As mentioned in Section 2.1, the existence of wave packet is determined by whether the amplitude of signal is bigger than the threshold value. Once a wave packet is detected, the arriving time of entire wave packet is given by the time of recorded peaks. The process of threshold method suggests there are two kinds of noise-induced errors in ToF: (5.1)Tm=T+ε1+ε2, where ε1 denotes the variance in the arriving time of single peak, ε2 denotes the error caused by misidentification of peaks. While ε1 is easy to understand, ε2 is relatively complex. The signal received by s4-8 which shown in Figure 5 is taken as example to explain the existence of ε2. Noise not only can change the time of peaks, but also can change the relative magnitude relationship of peaks. That means the sequence of peaks on its magnitude may be changed by noise. If there were no noise and the arriving time was measured by recording the strongest peak, then the second peak of the damage-scattered waves shown in Figure 5 should be recorded. However, the strongest peak may change to other peaks, such as the third or the fourth peak, in noise-contaminated signals. The same problem exists in the method of recording several peaks. For example, if there is no noise and the arriving time is measured as the average of four peaks. Then, the first four peaks (the second, the third, the fourth, and the fifth in this case) should be recorded. However, the first peak in noise-contaminated signals is likely to become stronger than the fifth peak. That leads to the error ε2 in ToF.

Figure 5

The signals of Lamb waves received by sensor 8.

It is obvious that ε2 is larger than ε1, but it appears only in strong noise environment.

5.2. Density Estimation Results

Parametric estimation method, the kernel density estimation based on the Gaussian approximation, and the adaptive kernel density estimation via diffusion were used to estimate fTm(t). The sample data is ToF measured by s4-8 with three levels noise.

The estimation results for the signal with 40 dB SNR noise was shown in Figure 6. The symbol “+” in Figure 6 and the following Figures 7, 8, and 9 were used to give an intuitive understanding about the distribution of samples. Each “+” represented a sample. It could be seen that samples were distributed around the two values. Most of the samples (26 samples of total 30 samples) were distributed in the range from 1.1e-5 second to 1.15e-5 second. 4 samples were distributed in the range from 0.82e-5 second to 0.87e-5 second. The p.d.f. given by the kernel density estimation based on the Gaussian approximation and the adaptive kernel density estimation via diffusion was the functions with two peaks. The p.d.f. given by parametric estimation method was undeniably a normal density function. Based on the conclusion drawn in the above section about the characteristics of noise-induced errors in ToF, the distribution of samples could be easily understood. Because the noise was weak in this case, most of the samples, which were only affected by ε1, were distributed around the analytic value of ToF (1.117e-5 second). The other 4 samples which were relatively far from the analytic value were affected by both ε1 and ε2. Therefore, it could be learnt that two kinds of kernel density estimation make correct estimating about the p.d.f. of Tm. Because the assumption about the type of distribution to be estimated was incorrect, parametric estimation method was very misleading in this case.

Figure 6

p.d.f. estimated results for samples from s4-8 with 40 dB noise.

Figure 7

p.d.f. estimated results for refined samples from s4-8 with 40 dB noise.

Figure 8

p.d.f. estimated results for samples from s4-8 with 30 dB noise.

Figure 9

p.d.f. estimated results for samples from s4-8 with 20 dB noise.

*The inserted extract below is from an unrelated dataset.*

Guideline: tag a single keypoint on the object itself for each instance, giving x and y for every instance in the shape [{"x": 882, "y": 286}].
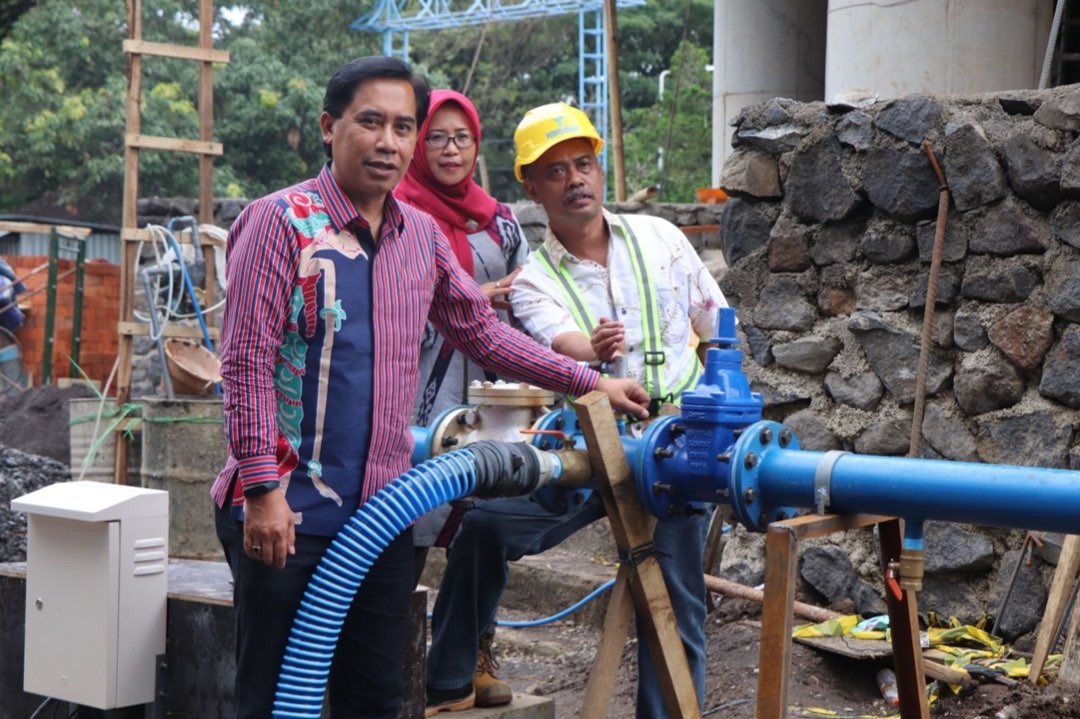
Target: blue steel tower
[{"x": 396, "y": 18}]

The fact that only 4 samples were affected by both ε1 and ε2 in this case could be utilized to learn the characteristic of ε1. Since these samples could be easily distinguished from the samples which were only affected by ε1, these samples could be excluded from the data set. Then, the density function was estimated with the refined dataset. The results were shown in Figure 7. It could be seen that the results of two kinds kernel density estimation methods were similar to normal distribution.

Lilliefors test was adopted to check whether the refined samples came from a normal distribution. In statistics, the Lilliefors test, named after Hubert Lilliefors, was an adaptation of the Kolmogorov-Smirnov test [38]. It was used to test the null hypothesis that data came from a normally distributed population, when the null hypothesis did not specify which normal distribution; that is, it did not specify the expected value and variance of the distribution.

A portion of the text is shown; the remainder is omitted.